Odd fact: Brandi (6) LeeAnn (6) Looney (6). Mom why did u bless child with Satan's number? I guess u decided to give Cain, and pervert Abel? Good to know u gave demon seed away.
kas's story doesn't add up. she claims pregnancy from Nov 78 gave birth July of 79, but here is the kicker kas stated March of 1979 for year of adoption which is not logical.

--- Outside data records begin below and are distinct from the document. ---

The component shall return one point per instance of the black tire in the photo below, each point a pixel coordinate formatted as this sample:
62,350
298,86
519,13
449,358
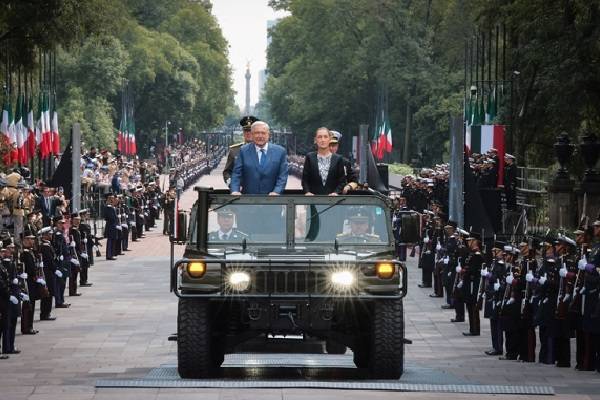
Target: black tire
194,360
333,347
386,353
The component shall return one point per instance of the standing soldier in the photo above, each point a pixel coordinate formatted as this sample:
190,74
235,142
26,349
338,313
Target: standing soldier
494,275
529,267
78,263
591,309
63,267
110,216
30,270
246,123
88,243
470,278
566,279
49,266
5,298
15,295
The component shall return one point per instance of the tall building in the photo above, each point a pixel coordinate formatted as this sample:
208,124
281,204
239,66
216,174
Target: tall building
247,76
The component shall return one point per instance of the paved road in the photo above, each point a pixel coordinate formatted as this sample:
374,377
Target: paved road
118,329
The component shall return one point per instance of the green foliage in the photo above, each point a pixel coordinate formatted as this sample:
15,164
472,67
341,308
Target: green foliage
328,57
400,169
174,57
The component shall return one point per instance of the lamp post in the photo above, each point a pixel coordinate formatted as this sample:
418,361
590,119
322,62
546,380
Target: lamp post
167,123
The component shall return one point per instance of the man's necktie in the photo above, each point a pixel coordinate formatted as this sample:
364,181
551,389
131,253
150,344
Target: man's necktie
263,158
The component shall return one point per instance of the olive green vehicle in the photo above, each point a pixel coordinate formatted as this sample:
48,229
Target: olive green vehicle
314,267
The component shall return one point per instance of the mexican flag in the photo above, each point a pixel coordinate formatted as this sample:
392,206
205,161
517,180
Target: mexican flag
7,128
55,133
47,132
31,136
20,131
481,138
384,142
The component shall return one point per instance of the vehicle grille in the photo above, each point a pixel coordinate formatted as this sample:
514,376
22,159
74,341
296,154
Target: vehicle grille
290,282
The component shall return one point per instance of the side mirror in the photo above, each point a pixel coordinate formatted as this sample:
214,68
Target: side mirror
409,224
182,228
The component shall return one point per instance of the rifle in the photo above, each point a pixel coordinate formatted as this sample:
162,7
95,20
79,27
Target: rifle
481,290
560,312
525,299
507,290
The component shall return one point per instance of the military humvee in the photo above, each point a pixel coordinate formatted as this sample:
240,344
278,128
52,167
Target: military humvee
310,266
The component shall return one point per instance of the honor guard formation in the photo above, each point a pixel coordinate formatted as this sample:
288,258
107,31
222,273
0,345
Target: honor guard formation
47,246
539,292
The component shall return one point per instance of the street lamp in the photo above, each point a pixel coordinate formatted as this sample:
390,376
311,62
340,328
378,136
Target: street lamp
167,123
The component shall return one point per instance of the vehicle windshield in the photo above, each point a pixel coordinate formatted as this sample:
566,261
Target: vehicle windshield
263,223
346,223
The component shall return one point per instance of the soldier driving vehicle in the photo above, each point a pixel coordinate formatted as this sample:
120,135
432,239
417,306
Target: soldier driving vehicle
345,289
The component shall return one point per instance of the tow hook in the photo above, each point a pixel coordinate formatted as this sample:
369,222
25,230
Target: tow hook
254,312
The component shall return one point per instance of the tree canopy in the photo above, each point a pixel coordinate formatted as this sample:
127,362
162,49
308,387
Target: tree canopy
328,58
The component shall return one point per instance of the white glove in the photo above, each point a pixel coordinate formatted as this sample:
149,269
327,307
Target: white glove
529,277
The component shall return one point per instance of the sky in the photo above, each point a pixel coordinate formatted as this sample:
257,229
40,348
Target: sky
244,25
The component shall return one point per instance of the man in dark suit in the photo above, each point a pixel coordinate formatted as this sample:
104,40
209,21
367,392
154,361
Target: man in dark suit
261,167
323,171
246,123
47,203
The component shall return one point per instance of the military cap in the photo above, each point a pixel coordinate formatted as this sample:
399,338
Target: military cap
45,230
474,236
358,214
247,121
225,212
566,240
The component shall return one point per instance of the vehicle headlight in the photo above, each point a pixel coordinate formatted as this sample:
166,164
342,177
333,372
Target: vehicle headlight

Brandi, I hope you went to a family who love and care for you deeply and saw to your needs. I hope you went to a huge family who taught love and affection!! :)) Granted with opportunities to never look back and wonder what happened? If you did not receive a life you deserve keep nightmares. If you want to come back and I guarantee, kas and bruce will try to kill you. kas and bruce need our blood, we are quite special thanx to genetics. You are my natural sister, but have several halves. Our roots are part Native American we come from a powerful bloodline through ancestral rites of Chief Joseph Sr and Jr. Our parents need one of us to finish their contract. I'm not here to give Brandi fairy tales, fallacies, or delusion. Reality our family is dangerous. A memory for you..I was 14 months Brandi, your crib bedding was hot air balloons done in white with red piping and little brown teddybears. bruce and kas fought constantly I remember feeling so frightened that if you cried our parents would hurt you the way they hurt me. I would climb on your crib and hold your hand for comfort. It was what I could do to give protection, and say, “shh, it'll be alright.” You are my sister, as a child I did what I could to protect, and as an Adult I would be irresponsible to lie. Understand I love you.